Part of me selfishly wanted to be perceived as a good person. “Aww, you adopted an old dog, how sweet.” I browsed local shelters but did not see any dogs matching the idealized version in my head. I looked at an old chihuahua and pitied him. But to me, he reflected my worst qualities: anxious, melodramatic, volatile, and ready to snap at those who love him. I wanted a stoic old mutt, a blue-collar dog, wise beyond his years, but without any drive to go on.
As I continued my search for an old companion, something caught my eye – a picture of a big-eyed, bunny-eared orange cat named Sam. Sam was listed as 13 years old but looked like a little baby, earning him one of his many monikers to come, “baby cat.” As soon as I saw his picture I knew I wanted him. I reached out to the humane society, and they scheduled a meet and greet for the Sams. At our meeting he was brought out in a bright pink flowery carrying case, clearly comfortable with his masculinity. Sam was very shy when I first met him. He did not want to even leave the carrier despite the nice woman goading him to come out. I didn’t care. She asked me if I wanted him and I said yes. I took Sam home in his pink carrier and we spent our first night together.

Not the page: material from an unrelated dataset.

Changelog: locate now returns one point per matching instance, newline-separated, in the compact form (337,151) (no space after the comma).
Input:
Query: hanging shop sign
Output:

For the first two days I hardly saw Sam at all. I set up a litter box, water fountain, dry food, and a little bed for him, but he mostly hid in my closet and under my bed. I noticed that some of the food was gone and saw that he’d used the litter box, so I wasn’t too worried. I carried on with a little more self-destruction and a little more stagnating, sometimes forgetting I even had a cat (but never forgetting to feed him.) Two days later I came home from a hard day of pretending to work and found Sam casually sitting on my bed, looking up at me with those big green eyes. From that moment on, until he took his last breath in my arms, we were best friends.
Taking care of something other than yourself helps to put things in perspective. Now I had a little creature relying on me to stay alive. Things slowly got better. Eventually, I packed up my bags and moved back home to Tallahassee.
I got three more years with Sam and they were wonderful. He was always by my side. Every time that I got into bed to call it a night he would immediately follow suit and jump right up there with me. He never did use that old cat bed. Maybe years down the road I will get another cat, who knows. But for now, I have no desire. There isn’t some hole left in my heart or void that needs to be filled. I’m just grateful for the time we got to spend together. As cliche, saccharine, and dramatic as it may sound, I truthfully believe that this animal saved my life, and writing this is my way of expressing gratitude to him. I’m the conduit through which Sam can say to the world, “I am, I was!” Sam will be loved and talked about for many years to come. Those are his extra lives. I’ll never forget my friend Sam.